The analysis of discolored substances in groundwater remains a challenging issue in the field of environmental monitoring. Traditional analytical methods have limitations such as poor timeliness and complex operation. This study established an on-site analysis method for discolored substances in groundwater based on solid-phase microextraction combined with portable gas chromatography-mass spectrometry (SPME-PGC-MS). Based on a typical scenario of discolor pollution spreading to rivers from a surrounding enterprise, qualitative screening and quantitative determination of key substances were performed on groundwater samples simultaneously. Through qualitative screening, it was determined that the main discolored substances in groundwater are aniline derivatives, including aniline, N, N-dimethylaniline, N-ethylaniline, N-ethylo-toluidine and N, N-diethylaniline. Further relying on qualitative screening results, the main source of river pollution was confirmed.
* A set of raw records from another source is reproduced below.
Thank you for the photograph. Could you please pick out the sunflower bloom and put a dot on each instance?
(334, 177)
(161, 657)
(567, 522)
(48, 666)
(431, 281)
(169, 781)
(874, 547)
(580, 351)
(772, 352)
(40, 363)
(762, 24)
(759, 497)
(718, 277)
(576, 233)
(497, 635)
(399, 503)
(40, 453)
Meanwhile, the method showed good quantitative linearity for aniline compounds (R²>0.98), with recovery rates ranging from 93.81% to 107.77%, relative standard deviations of 6.23% to 10.31%, and the detection limits of 0.44 to 0.63 μg·L^-1. Through quantitative analysis, the diffusion range of pollutants can be accurately identified, and N-ethylaniline can be determined as a characteristic marker of local area discolor pollution. The SPME-PGC-MS technology developed in this study provides a new approach for rapid investigation and monitoring of groundwater pollution. It can effectively overcome the limitations of traditional technology, such as poor timeliness and high cost, and provide important data support for the formulation of subsequent groundwater risk control measures for the site. It is expected to become a core technical means for emergency response, early warning, and long-term monitoring of groundwater pollution.